The file P02_02.xlsx contains information on over 200 movies that were released in 2006 and 2007.
Create two column charts of counts, one of the different genres and one of the different distributors.
Recode the Genre column so that all genres with a count of 10 or less are lumped into a category called Other. Then create a column chart of counts for this recoded variable. Repeat similarly for the Distributor variable.
3. The file P02_03.xlsx contains data from a survey of 399 people regarding a government environmental policy.
Which of the variables in this data set are categorical? Which of these are nominal; which are ordinal?
For each categorical variable, create a column chart of counts.

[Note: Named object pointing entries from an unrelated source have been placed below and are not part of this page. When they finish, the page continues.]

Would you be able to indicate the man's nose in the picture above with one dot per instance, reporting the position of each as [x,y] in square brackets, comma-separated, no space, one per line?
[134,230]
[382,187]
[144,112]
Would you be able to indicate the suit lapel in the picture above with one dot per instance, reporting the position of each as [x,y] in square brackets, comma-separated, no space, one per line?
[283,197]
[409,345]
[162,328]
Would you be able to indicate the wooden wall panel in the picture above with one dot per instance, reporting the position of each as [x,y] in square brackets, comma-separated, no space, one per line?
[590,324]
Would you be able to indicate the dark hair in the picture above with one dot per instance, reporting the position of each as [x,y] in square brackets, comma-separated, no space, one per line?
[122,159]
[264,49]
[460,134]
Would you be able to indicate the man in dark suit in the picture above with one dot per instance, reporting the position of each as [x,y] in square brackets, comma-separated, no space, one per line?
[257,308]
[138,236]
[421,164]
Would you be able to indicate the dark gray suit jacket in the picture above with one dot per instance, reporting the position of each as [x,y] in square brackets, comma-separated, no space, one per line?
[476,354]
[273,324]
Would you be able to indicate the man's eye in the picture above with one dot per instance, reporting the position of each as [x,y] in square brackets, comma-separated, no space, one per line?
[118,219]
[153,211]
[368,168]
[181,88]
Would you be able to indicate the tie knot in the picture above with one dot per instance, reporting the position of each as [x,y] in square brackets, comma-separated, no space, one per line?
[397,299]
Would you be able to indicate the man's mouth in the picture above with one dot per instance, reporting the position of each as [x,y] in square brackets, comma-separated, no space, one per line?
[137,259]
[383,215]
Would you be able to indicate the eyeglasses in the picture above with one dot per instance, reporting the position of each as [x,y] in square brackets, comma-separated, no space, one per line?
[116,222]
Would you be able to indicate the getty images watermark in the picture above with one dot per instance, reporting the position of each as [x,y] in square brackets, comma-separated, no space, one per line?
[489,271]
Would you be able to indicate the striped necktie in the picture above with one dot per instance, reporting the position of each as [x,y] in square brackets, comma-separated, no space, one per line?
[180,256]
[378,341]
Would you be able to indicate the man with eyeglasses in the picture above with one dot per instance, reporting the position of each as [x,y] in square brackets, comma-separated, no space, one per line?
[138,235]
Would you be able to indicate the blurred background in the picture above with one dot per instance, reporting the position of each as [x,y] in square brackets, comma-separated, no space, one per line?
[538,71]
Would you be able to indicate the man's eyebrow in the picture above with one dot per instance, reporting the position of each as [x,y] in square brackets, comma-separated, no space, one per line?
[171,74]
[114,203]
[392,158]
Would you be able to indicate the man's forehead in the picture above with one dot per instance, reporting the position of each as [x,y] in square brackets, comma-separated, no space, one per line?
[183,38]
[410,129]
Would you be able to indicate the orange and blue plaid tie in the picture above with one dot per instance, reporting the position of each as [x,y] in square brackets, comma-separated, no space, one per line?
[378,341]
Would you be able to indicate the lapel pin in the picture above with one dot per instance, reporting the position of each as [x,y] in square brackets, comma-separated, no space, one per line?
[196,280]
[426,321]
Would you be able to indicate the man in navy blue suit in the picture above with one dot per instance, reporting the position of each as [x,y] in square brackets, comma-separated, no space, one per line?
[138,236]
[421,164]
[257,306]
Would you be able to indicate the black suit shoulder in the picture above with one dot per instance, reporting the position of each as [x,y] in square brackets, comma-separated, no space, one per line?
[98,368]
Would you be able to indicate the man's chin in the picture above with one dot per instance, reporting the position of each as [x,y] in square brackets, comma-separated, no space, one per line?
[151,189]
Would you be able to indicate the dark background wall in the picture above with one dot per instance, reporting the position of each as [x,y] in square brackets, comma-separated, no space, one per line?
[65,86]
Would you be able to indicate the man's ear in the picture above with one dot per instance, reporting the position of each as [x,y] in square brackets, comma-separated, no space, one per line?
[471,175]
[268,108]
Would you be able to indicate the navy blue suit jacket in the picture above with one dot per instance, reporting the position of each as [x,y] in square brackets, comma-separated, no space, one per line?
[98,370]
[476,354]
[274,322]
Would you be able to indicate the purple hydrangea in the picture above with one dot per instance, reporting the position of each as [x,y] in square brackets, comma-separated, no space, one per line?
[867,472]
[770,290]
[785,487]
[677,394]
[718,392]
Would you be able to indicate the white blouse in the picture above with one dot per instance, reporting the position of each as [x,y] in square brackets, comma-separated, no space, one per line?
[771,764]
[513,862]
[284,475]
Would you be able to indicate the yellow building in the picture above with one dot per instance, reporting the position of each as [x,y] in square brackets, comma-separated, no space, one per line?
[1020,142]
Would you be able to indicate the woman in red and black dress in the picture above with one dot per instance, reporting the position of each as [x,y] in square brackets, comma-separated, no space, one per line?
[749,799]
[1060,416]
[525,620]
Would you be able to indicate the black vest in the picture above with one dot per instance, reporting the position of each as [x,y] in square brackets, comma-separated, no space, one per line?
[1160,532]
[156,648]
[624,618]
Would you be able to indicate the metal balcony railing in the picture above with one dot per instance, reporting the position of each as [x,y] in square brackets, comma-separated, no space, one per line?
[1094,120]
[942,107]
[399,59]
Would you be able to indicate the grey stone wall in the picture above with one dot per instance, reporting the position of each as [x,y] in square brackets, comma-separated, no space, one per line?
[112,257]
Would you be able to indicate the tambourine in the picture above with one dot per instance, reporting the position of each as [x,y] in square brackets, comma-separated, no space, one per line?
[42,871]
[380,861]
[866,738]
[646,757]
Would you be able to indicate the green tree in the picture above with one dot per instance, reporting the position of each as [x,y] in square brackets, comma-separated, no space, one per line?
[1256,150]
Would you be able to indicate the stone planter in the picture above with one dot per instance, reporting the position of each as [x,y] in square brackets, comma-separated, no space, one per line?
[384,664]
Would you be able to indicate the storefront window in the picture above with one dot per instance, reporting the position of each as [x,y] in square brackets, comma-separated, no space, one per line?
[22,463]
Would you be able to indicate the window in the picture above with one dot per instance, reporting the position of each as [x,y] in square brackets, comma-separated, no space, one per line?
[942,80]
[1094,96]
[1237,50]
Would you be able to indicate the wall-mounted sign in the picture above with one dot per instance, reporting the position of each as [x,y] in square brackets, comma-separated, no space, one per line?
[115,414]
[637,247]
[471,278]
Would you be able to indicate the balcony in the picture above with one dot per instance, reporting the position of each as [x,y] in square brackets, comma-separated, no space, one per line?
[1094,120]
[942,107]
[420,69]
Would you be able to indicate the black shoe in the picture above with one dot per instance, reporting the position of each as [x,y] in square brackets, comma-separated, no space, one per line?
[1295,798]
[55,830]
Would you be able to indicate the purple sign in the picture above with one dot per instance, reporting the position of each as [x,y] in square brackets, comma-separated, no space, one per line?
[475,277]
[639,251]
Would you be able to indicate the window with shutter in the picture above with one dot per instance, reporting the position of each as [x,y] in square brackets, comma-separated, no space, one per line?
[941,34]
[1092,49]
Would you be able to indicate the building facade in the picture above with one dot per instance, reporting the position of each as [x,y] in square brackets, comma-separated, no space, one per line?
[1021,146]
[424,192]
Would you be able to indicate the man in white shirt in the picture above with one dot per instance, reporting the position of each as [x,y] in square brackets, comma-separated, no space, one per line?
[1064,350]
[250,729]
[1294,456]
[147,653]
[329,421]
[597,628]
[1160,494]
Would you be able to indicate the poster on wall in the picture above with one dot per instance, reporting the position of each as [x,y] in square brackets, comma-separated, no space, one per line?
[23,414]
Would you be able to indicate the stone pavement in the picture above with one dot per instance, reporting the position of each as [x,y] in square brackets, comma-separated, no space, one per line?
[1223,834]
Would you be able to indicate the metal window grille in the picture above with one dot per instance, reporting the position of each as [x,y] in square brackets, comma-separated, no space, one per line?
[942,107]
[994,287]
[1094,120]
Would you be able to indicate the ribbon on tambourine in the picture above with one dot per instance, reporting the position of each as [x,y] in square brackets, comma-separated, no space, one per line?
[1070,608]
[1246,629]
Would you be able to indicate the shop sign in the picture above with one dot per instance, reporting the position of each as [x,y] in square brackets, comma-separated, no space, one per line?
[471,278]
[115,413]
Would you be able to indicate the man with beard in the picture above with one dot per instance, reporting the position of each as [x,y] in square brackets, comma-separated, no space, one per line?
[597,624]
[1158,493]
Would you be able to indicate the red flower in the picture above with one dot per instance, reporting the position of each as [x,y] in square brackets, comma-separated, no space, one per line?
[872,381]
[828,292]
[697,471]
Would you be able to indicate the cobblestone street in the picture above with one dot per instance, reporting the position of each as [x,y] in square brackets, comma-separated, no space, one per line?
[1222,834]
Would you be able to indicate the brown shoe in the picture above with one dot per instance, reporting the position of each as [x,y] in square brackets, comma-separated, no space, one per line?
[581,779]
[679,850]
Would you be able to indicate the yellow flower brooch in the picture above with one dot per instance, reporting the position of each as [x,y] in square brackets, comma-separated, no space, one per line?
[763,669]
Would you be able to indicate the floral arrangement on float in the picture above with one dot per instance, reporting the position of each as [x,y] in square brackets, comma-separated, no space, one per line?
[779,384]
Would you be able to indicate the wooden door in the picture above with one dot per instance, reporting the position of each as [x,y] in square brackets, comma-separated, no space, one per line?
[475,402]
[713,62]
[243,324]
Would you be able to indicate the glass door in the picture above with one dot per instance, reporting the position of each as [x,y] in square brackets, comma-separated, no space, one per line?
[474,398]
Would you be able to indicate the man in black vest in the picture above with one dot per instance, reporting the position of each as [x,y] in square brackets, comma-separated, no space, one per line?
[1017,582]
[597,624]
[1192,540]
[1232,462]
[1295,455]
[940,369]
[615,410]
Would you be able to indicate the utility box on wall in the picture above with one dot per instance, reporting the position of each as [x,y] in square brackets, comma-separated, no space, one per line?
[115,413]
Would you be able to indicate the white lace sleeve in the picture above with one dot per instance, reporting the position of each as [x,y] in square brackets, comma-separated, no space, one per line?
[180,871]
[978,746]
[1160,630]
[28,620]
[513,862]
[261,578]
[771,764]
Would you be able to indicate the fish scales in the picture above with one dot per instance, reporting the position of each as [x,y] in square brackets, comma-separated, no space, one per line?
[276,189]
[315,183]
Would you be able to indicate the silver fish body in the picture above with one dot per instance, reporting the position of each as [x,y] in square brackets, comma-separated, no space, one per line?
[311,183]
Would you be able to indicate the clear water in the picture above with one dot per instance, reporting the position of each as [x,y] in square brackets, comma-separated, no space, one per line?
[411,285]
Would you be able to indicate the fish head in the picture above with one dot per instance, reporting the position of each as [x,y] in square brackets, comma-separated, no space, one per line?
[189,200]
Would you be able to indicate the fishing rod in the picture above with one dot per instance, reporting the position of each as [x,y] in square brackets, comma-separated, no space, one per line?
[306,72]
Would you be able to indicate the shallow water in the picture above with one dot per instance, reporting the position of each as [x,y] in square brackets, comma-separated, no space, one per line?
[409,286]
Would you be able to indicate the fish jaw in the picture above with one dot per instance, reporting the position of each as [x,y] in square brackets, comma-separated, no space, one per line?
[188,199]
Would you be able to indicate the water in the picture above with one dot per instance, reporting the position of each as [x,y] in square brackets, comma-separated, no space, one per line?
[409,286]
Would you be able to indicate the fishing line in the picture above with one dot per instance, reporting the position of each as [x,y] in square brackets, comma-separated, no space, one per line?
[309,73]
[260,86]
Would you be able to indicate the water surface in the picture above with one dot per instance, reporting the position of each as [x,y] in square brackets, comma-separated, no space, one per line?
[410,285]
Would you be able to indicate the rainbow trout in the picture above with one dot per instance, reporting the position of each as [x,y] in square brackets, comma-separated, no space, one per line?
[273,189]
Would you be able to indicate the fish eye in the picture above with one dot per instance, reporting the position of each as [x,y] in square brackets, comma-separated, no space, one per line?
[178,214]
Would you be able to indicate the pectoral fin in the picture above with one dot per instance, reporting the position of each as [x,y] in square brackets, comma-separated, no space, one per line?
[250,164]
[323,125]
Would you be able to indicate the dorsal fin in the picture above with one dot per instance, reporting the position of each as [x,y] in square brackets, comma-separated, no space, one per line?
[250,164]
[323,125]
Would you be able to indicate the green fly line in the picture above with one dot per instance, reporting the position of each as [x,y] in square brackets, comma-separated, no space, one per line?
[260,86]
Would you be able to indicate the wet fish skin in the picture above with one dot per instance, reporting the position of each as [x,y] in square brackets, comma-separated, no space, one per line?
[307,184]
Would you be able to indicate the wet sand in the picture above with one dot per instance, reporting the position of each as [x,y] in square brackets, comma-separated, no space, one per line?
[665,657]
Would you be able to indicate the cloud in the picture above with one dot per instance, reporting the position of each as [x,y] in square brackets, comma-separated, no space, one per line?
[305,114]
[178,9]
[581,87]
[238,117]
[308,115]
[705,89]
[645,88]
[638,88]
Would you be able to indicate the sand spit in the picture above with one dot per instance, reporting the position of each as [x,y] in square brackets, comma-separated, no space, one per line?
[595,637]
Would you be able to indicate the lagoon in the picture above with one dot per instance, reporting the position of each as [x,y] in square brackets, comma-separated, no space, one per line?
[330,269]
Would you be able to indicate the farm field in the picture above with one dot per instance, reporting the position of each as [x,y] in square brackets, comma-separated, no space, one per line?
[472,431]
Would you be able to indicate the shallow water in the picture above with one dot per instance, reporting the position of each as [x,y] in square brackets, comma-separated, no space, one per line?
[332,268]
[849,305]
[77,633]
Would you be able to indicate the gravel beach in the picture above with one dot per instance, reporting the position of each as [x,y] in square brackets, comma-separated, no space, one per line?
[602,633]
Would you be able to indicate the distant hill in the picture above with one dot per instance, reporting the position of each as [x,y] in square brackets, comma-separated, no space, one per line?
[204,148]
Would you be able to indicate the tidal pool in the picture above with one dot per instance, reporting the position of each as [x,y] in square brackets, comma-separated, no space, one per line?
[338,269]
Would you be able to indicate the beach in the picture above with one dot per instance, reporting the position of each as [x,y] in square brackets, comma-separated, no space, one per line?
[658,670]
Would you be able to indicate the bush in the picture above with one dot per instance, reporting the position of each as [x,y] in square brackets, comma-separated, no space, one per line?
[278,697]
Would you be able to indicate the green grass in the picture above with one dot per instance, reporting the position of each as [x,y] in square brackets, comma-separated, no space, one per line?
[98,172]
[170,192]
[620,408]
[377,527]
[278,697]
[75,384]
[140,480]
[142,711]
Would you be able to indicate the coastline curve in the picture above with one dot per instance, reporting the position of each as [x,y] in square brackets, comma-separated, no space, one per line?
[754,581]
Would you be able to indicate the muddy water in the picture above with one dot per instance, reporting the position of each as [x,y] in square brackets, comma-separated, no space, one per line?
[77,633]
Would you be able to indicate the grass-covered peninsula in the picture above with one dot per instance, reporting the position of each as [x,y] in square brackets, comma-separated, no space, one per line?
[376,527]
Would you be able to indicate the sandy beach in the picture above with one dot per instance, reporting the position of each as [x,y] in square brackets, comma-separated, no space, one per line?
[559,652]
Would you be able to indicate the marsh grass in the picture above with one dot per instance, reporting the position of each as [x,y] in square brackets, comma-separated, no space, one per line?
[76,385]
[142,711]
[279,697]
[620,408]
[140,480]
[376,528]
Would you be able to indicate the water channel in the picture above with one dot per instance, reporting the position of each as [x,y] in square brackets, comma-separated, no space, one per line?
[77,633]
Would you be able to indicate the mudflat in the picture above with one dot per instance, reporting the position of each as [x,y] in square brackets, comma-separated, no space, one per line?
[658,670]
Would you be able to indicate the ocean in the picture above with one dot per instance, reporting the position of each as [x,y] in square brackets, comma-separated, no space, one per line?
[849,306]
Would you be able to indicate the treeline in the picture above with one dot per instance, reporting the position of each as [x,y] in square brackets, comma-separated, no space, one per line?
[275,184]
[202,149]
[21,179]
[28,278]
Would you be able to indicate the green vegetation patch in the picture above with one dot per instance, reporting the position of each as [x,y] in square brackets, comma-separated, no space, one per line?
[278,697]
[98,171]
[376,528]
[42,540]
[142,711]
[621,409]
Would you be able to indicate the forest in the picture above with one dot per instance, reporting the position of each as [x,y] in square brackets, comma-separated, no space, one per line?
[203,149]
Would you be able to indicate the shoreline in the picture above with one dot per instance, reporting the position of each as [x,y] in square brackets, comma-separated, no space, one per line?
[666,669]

Recode the data into a new data set, making four transformations:
(1) change Gender to list “Male” or “Female”;
(2) change Children to list “No children” or “At least one child”;
(3) change Salary to be categorical with categories “Less than $40K,” “Between $40K and $70K,” “Between $70K and $100K,” and “Greater than $100K ” (where you can treat the breakpoints however you like); and
(4) change Opinion to be a numerical code from 1 to 5 for Strongly Disagree to Strongly Agree.
Then create a column chart of counts for the new Salary variable.
4. The file P02_04.xlsx contains salary data on all Major League Baseball players for each year from 2002 to 2011. (It is an older version of the data used for examples later in this chapter.) For any three selected years, create a table of counts of the various positions, expressed as percentages of all players for the year. Then create a column chart of these percentages for these years. Do they remain fairly constant from year to year?